# What type of engine oil for 2016 Murano



## mymurano (Jul 28, 2016)

I owned a 2016 Murano and it is time for 5000 miles first oil change/service. The owner manual clearly stated it requires 0W-20 which is Synthetic engine oil. When I went to my local Nissan dealer for 5000 miles service, they replaced it with 5W-20 oil which is not Synthetic oil. When I questioned the service manager, he stated Nissan "recommend" 0W-20 oil but they (my local Nissan dealer) always use 5W-20 oil regardless what user manual stated. 

I finally get them to replace the oil back to 0W-20 but my question really is what type of engine oil 2016 Murano should use. With recommended OCI of 5000 miles, the cost between the two types almost double and Synthetic oil should last longer than 5000 miles, shouldn't it?

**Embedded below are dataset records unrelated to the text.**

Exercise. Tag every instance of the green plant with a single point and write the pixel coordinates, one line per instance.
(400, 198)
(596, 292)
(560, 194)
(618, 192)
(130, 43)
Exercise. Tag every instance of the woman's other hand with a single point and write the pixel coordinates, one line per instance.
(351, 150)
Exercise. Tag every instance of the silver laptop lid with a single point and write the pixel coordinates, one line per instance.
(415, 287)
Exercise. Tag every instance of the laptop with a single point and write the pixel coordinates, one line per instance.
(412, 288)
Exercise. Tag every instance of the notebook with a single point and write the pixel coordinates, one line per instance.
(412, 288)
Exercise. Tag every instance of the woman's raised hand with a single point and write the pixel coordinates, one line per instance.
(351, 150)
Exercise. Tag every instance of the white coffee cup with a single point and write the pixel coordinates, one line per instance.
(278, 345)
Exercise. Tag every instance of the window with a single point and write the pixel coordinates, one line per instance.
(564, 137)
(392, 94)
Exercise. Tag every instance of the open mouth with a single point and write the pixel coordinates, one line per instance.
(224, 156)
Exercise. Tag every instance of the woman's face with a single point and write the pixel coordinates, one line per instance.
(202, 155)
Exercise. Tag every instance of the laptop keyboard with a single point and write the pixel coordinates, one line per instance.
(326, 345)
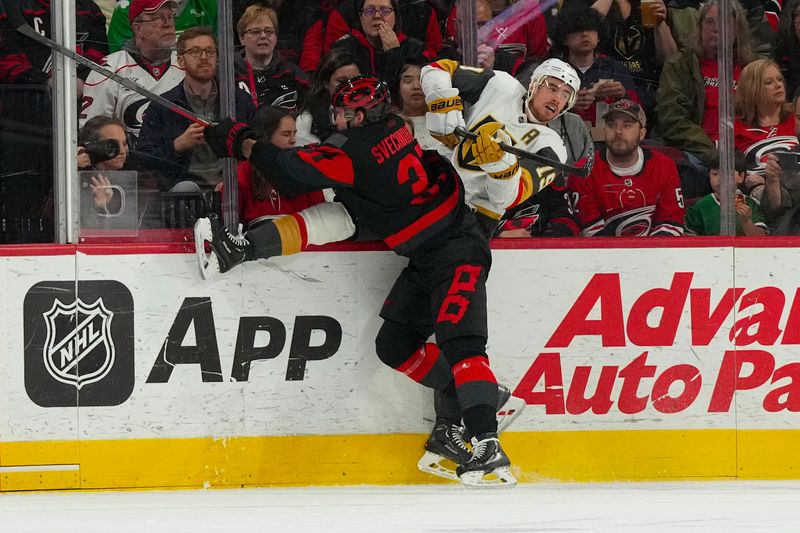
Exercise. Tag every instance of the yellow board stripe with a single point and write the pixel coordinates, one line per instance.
(575, 456)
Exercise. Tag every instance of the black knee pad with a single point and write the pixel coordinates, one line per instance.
(460, 348)
(396, 342)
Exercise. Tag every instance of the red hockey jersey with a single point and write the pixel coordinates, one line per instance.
(647, 203)
(755, 142)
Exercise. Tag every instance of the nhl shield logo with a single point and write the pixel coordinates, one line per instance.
(78, 349)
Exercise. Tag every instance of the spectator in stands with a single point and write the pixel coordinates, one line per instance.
(260, 70)
(378, 43)
(258, 199)
(525, 43)
(576, 37)
(95, 139)
(25, 61)
(175, 145)
(189, 13)
(148, 58)
(421, 18)
(787, 45)
(412, 106)
(703, 218)
(631, 190)
(781, 198)
(314, 122)
(688, 105)
(641, 50)
(762, 124)
(302, 24)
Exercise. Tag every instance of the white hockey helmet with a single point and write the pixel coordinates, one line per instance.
(558, 69)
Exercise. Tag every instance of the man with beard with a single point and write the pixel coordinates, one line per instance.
(175, 146)
(631, 191)
(147, 58)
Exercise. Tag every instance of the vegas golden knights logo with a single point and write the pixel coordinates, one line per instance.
(465, 152)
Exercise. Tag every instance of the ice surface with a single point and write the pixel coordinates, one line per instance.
(690, 506)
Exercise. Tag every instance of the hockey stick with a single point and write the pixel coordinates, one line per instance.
(21, 26)
(558, 165)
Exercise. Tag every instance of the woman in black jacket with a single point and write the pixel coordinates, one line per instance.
(378, 43)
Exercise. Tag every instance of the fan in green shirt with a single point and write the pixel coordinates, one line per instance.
(703, 217)
(190, 13)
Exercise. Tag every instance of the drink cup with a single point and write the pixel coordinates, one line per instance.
(648, 17)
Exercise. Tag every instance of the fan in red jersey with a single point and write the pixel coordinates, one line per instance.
(631, 191)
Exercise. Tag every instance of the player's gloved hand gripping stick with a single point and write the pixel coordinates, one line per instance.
(15, 17)
(581, 171)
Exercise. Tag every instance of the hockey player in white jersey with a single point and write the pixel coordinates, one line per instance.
(148, 59)
(499, 104)
(500, 107)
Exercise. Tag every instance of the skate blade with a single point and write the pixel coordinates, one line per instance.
(437, 465)
(206, 262)
(509, 412)
(499, 478)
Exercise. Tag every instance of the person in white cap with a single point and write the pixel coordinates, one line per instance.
(149, 58)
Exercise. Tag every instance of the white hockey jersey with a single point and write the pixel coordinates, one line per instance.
(103, 96)
(495, 96)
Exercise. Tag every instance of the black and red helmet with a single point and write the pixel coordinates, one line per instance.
(366, 93)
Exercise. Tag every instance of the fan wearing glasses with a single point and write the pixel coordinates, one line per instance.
(378, 43)
(188, 13)
(173, 145)
(259, 68)
(147, 58)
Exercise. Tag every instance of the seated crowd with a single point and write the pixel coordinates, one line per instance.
(646, 114)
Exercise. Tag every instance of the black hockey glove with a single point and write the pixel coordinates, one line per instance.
(226, 138)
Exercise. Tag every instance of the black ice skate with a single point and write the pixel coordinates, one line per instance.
(444, 450)
(488, 466)
(227, 250)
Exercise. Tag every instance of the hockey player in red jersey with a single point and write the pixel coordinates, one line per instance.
(414, 202)
(631, 191)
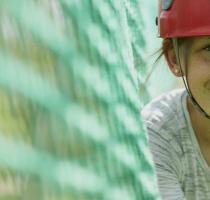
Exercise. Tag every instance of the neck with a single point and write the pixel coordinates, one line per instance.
(200, 123)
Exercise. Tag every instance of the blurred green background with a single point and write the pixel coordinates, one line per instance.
(73, 79)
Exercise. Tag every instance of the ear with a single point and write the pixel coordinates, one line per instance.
(172, 63)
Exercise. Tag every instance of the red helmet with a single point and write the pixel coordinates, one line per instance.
(184, 18)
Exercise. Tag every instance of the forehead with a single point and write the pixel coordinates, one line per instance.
(200, 39)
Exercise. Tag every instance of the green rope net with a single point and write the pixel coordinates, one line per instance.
(70, 124)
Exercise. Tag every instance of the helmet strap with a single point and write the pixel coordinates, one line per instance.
(193, 100)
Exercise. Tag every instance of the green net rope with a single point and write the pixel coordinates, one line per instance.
(70, 125)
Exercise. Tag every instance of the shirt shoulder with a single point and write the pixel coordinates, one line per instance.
(165, 113)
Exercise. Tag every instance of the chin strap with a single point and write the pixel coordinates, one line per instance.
(195, 103)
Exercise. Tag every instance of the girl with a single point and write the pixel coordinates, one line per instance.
(178, 122)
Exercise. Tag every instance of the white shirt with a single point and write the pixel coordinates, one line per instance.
(181, 168)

Any recommendation or experience will be appreciated.


----------



## nismolover (Sep 13, 2016)

Some dealer would use mineral based oil while in break in period and shift to fully synthetic after break in period. Reason for this is to cut the clean and flush the internal of the engine thoroughly and its cost efficient.


----------



## smj999smj (Jan 1, 2006)

On page 9-2 of the 2016 owners manual. It calls for API-certified oil with a viscosity of 0W-20. It then says that as an alternative to this recommended oil, SAE 5W-30 conventional petroleum-based oil may be used and meet all specifications and requirements necessary to maintain the Nissan New Vehicle Limited Warranty. Capacity with oil filter replacement is 5-1/8 US quarts. So, if using conventional oil, I would go with 5000 mile intervals. I use Walmart SuperTech 5W30 full-synthetic oil in my VQ40DE Pathfinder engine and replace every 7500 miles. I had it tested by Blackstone Labs and they said I would be safe to extend it to 9,500 mile intervals. It's really your choice, but I would stick with one or the other once you decide what oil you want to use.


----------